It means that phylogenetics has turned into a battle field between objectivists – sticking to objects, empirical facts and falsification, on one side, and subjectivists – sticking to classes, a feeling of “natural” and optimization, on the other side (of course also containing intermediates that do not understand the orthogonality between these two approaches). The main battle between the two approaches took place in the 1970-ies, resulting in that the subjectivists won. Phylogenetics is thus the first scientific discipline ever wherein the question of whether it shall rest on an objective or subjective approach (and thus whether it shall comply with empirical facts or not) has been decided democratically, that is, by a majority decision, and the result was that subjectivity won (that is, that it shall not comply with empirical facts).
What this democratic decision means is extremely interesting in many aspects. One is whether we can decide democratically whether we shall comply with empirical facts (like that time is relative) or not? Can we vote away facts? Another is whether all phylogeneticists have to comply with this decision, i.e., to not comply with empirical facts, or not? Does the decision mean that phylogeneticists have to deny facts? Yet another is whether the decision can turn subjectivity’s erroneous assumption that a single truth can be reached by optimization into being correct? Can we change facts by democratic (i.e., majority) decisions?

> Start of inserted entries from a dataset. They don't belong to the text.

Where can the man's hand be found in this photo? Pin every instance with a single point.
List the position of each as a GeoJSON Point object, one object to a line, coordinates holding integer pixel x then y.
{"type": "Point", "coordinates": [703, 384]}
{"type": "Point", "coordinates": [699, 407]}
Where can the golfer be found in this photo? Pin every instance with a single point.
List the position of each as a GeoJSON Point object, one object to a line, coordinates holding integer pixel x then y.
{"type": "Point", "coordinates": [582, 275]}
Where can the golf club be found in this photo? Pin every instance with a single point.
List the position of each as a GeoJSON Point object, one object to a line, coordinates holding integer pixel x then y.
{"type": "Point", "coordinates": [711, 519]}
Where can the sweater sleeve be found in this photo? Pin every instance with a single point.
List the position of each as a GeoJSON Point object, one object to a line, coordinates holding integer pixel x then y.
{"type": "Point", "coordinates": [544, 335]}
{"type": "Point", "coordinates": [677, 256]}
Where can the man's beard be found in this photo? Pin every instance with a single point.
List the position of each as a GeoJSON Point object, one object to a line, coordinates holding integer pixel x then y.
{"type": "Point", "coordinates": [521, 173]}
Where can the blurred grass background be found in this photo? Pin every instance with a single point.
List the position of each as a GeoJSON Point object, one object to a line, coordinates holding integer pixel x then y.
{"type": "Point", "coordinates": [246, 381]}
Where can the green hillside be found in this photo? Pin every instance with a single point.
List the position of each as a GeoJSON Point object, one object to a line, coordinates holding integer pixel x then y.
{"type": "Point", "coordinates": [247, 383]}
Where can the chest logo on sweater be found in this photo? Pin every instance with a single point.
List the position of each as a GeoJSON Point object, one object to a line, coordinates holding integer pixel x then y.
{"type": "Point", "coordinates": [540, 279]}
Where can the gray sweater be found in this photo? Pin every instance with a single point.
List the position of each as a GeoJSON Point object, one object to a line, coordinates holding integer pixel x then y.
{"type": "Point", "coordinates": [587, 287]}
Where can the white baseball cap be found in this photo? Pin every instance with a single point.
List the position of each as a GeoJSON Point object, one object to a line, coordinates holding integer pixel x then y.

I once conveyed the in science generically accepted argument that “the only truths we can arrive to are statements that are not falsified (i.e., that are corroborated) by empirical facts” to the cladist Mikael Härlin. He replied that it was the most ridiculous and narrow-minded view on truths he had ever heard. Clear is thus that cladists (i.e., subjectivists) have a looser definition of the concept truth than objectivists have. Exactly what it is is not clear, although it is clear that it does not necessarily comply with empirical facts. From the writings of Mikael, I do, however, think that the definition is what Kuhn expressed as “anything goes”. Kuhn did not, however, clarify how “truths” that conflict with empirical facts shall be treated. What does, for example, the truth that time is absolute (i.e., not relative) mean? Is time relative or absolute? I have asked Mikael to answer this question in public, but he refuses to, instead withdrawing into the protection (i.e., the cave) of his institution.
The present situation in phylogenetics is thus that it denies empirical facts and think that what is impossible is possible. It has actually decided by democratic voting that it is so. It has thus decided by consensus that the Emperor has clothes, although anyone with a clear mind can see that he hasn’t. (It has even explicitly waived fare-well to objectivity by Fredrik Pleijel). Evolutionary taxonomy is thus down, but not out. The battle will continue independently of present consensus. Opinions that are not founded on facts change per definition, and sooner or later the opinion that scientific opinions must be founded on facts has to win. Anything does not go. Kuhn was wrong.